Identifying human miRNA transcriptional start sites (TSSs) plays a significant role in understanding the transcriptional regulation of miRNA. However, due to the quick capping of pri-miRNA and many miRNA genes may lie in the introns or even exons of other genes, it is difficult to detect miRNA TSSs. miRNA TSSs are cell-specific. And miRNA TSSs are cell-specific, which implies the same miRNA in different cell-lines may start transcribing at different TSSs.
High throughput sequencing, like ChIP-seq, has gradually become an essential and versatile approach for us to identify and understand genomes and their transcriptional processes. By integrating H3k4me4 and Pol II data, parting of false positive counts after scoring can be filtered out. Besides, DNase I hypersensitive sites(DHS) also imply TSSs, where miRNAs will be accessible and functionally related to transcription activities. And additionally, the expression profile of miRNA and genes in certain cell-line will be considered as well to improve fidelity. By employing all these different kinds of data, here we have developed the primirTSS package to assist users to identify miRNA TSSs in human and to provide them with related information about where miRNA genes lie in the genome, with both command-line and graphical interfaces.
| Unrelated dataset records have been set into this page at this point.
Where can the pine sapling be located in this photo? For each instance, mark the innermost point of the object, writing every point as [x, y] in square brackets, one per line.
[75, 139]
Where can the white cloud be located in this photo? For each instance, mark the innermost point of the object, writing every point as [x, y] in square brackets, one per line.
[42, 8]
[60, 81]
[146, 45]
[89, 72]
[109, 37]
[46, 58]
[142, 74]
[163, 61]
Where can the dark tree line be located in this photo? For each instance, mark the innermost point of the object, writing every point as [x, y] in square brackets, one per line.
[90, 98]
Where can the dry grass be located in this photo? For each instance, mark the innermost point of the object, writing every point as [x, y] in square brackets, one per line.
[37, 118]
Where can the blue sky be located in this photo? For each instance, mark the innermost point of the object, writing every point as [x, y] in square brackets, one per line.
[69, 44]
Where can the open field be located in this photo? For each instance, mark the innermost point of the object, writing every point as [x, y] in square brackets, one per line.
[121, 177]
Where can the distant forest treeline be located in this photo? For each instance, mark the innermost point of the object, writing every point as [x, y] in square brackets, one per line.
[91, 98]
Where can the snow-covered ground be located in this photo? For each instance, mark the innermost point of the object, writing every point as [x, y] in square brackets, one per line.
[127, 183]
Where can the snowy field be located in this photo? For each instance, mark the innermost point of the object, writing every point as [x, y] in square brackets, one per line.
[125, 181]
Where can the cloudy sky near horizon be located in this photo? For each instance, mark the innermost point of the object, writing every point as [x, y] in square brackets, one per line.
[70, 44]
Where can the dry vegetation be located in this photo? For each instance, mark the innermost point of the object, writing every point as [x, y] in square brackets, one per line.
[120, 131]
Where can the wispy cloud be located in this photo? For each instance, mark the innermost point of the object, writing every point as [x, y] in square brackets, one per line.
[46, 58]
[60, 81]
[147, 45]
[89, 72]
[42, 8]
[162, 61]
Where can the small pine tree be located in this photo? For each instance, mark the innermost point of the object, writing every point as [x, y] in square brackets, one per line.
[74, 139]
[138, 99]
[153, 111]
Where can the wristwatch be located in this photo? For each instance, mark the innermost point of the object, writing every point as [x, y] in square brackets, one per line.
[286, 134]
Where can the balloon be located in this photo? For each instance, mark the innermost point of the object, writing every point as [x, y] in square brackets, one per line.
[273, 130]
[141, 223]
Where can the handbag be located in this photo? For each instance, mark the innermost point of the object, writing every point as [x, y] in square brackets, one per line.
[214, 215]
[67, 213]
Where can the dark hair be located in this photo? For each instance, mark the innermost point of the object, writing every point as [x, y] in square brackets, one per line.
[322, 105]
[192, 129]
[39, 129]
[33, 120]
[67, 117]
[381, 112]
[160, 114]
Install the latest release of R, then get primirTSS
by
starting R and entering the commands:
if (!requireNamespace("BiocManager", quietly = TRUE))
install.packages("BiocManager")
BiocManager::install("primirTSS")
Or install the development version of the package using the same command, but with GitHub account name.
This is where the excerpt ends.